Registered: 06/29/04
Posts: 39
Loc: WV
Quote:
The idea that I was happy and in love for so long, entirely ignorant of the suffering and fear and self-hate that the person I was supposed to care for the most was carrying around. I don't know if I will forgive myself for having peace for all that time.
I'm not at all mad at myself for not recognizing the fact that my husband was SA. As you said in another post about being "tested":

Quote:
At the time I didn't even know he'd been sexually abused.

I asked him what the right answer would have been... all those times he'd been giving me bullshit answers, basically telling me that if I didn't blindly accept them I would be a bad friend and partner, what could I have said that would have made him understand that I cared about him? That stopped him short. He basically said that there was nothing I could have said, that there was no right answer. He was the one who used the word "test..." he said he'd been setting me up to let him down, putting me in a situation where I had to be like everyone else.
To love him, I did. To trust him I also did. I felt we had a great marriage, great communication and that ANYTHING he had problems with we were open enough to talk about.
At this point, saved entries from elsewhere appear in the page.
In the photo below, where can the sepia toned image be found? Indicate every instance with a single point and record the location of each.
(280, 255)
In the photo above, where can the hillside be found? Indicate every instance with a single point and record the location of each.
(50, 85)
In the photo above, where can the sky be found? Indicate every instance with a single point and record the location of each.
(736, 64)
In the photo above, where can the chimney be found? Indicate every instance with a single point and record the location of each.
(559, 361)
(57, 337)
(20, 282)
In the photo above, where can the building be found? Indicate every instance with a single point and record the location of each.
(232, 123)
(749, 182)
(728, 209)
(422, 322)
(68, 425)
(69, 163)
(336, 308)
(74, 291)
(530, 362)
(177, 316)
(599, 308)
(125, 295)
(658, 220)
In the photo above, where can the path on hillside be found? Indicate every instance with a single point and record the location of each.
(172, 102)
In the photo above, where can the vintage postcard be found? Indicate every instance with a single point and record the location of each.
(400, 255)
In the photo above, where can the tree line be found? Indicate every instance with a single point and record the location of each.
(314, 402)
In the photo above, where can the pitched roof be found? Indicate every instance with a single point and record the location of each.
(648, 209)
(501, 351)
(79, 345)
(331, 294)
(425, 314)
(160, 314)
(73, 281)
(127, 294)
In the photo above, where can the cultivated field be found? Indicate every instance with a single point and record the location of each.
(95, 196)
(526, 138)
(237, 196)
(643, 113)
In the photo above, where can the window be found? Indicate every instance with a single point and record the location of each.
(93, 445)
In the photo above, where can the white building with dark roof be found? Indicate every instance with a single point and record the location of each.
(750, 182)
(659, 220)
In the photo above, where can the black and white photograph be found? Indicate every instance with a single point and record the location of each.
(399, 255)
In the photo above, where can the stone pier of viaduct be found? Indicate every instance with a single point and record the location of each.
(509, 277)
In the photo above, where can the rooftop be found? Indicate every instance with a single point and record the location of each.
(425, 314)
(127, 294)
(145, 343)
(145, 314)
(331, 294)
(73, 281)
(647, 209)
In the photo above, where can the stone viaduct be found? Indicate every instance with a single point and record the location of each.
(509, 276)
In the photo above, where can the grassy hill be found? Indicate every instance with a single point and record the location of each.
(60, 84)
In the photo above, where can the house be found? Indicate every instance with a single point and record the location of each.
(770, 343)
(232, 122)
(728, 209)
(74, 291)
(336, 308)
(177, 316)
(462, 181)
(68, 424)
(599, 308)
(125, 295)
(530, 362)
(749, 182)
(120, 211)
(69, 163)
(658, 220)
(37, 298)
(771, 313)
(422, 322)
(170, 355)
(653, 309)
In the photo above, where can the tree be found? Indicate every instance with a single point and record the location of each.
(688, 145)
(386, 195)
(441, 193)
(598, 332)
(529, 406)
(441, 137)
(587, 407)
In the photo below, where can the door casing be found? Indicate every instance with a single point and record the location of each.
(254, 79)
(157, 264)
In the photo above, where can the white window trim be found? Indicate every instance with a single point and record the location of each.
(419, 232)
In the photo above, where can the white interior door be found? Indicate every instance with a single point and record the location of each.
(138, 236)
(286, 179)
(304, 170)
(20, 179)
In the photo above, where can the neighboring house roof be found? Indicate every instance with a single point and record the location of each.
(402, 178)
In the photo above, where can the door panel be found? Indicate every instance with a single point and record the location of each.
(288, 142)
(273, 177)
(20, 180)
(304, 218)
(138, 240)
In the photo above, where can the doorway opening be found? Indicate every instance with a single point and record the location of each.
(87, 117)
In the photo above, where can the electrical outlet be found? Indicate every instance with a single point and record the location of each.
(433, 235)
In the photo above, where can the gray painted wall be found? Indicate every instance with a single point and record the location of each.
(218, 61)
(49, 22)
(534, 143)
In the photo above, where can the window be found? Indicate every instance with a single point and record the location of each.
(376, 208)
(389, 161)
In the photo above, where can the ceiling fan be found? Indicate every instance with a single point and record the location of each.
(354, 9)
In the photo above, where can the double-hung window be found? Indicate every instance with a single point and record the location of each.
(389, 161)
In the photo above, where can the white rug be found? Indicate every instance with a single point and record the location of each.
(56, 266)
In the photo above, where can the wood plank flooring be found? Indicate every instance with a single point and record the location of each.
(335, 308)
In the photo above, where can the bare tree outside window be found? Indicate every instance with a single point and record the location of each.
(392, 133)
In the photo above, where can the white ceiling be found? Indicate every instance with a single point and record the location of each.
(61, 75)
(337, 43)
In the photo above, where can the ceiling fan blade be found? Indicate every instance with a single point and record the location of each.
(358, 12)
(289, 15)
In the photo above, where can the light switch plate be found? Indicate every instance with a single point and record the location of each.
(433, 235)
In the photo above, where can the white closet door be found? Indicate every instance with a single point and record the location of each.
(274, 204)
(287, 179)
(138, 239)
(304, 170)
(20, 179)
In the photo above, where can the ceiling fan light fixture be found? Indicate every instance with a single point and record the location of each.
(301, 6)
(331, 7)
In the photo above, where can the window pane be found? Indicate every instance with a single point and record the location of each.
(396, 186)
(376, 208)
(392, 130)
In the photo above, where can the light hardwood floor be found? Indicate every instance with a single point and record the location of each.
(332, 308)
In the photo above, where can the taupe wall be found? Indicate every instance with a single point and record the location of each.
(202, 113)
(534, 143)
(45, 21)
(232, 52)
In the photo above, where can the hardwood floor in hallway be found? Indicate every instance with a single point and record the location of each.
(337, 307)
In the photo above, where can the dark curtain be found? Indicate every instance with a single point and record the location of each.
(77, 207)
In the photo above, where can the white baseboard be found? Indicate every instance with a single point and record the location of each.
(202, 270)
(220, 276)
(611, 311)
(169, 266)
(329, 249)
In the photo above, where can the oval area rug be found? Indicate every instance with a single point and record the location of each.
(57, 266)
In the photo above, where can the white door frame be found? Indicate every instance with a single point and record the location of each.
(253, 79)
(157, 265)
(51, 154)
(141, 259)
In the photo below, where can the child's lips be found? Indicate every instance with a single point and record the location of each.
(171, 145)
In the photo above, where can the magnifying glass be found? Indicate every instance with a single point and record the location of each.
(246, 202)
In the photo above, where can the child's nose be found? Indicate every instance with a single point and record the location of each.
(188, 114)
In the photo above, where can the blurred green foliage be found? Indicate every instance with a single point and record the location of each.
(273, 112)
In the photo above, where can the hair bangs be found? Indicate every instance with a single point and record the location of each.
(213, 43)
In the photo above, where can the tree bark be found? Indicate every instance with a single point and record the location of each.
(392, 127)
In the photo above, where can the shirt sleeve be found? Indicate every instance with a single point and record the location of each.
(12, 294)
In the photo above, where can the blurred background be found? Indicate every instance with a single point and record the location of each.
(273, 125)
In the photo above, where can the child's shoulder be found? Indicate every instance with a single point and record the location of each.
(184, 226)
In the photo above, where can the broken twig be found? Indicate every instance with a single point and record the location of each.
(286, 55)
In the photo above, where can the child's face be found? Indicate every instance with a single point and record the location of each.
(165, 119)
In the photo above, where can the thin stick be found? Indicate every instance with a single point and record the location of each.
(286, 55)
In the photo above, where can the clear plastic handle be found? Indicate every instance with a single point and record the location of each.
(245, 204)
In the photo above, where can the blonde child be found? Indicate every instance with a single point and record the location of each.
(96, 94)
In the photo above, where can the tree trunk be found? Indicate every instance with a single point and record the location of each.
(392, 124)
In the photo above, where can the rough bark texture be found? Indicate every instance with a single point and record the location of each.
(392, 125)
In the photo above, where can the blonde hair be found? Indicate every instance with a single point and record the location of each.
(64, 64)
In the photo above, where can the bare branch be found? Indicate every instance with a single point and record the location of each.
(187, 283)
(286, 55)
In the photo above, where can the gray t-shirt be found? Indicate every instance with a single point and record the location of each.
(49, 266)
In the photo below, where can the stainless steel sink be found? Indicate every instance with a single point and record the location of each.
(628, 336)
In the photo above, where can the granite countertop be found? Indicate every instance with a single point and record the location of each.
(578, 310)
I do know I did EVERYTHING as a wife I was capable of to make our marriage great. He and I were one of a kind . . then . . I was hit with the hell I face daily and sometimes feel the whole 14 years was nothing but a lie.

I hurt because sometimes I feel like I should have been something more. I should have been . . . then I learned I was doing nothing wrong. You helped teach me that SAR. I hope you practice what you preach. Sounds like you were a great partner, and are now. I realize more everyday his life and mine together then wasn't a lie at all. I have to keep in mind as others do that the SA is NOT OUR RELATIONSHIP like you said, it's just a bump in the road. I can't ignore all the wonderful things we have shared. The 14 years of passion and love that he and I knew, it wasn't ever a lie. I was his love, his support and the one person he held himself up on.

Think of it like this I tell myself: If he didn't have my love, my support wouldn't that 14 years of hell he faced daily alone be more painful. I showed him what love was all about.

Darp said:

Quote:
I look at this as my old marriage is dead but we are working at a new improved marriage where we communicate better, are less judgemental, respect each other more, try to meet each others needs and be there for each other through all of this
I will not accept that the marriage was dead because as I said, the SA is NOT all our marriage was about. To accept there was a "reason" for any adultry is hard but, if you are going to give it a "reason" you have to chalk it up to that completely.

What I am saying is the marriage was never the cause of the adultry. I am saying in my case; SA as the cause therefore, it was never about the marriage at all. The same goes for all the other problems I face; it wasn't a problem in the marriage that caused the 14 years of never knowing, it was the programming that my husband had that kept the secret. Nothing I did would have helped, it was all on his time and when he was willing to talk.

The peace I want is understanding, to see the affair the same as my husband. As I said to him, the lies led me to feel he was covering something up, something more. He said he never had feelings for the girl . . but give me 2 months of bullshit to think about and the confusion sets in, I can't see lies from truth at times.

I see my pain, my heart ache and then the guilt of not understanding tears at my heart as well . . mental warefare . . no peace. I want all the doubt, thoughts, images . . I wan't it gone.

I told my husband that he searches for WHY all the time. This is because he can't understand how in his case his brother . . aunt . . uncle . . could do these things without considering him . .

Tell me why then can't I ask WHY at times. I was also hurt but by the one person who gave me his life. The "why" I can't understand is the same . . how did you do those things without considering me?

;\) ON GOOD DAYS I REALIZE IT WAS NEVER ABOUT ME AT ALL!!!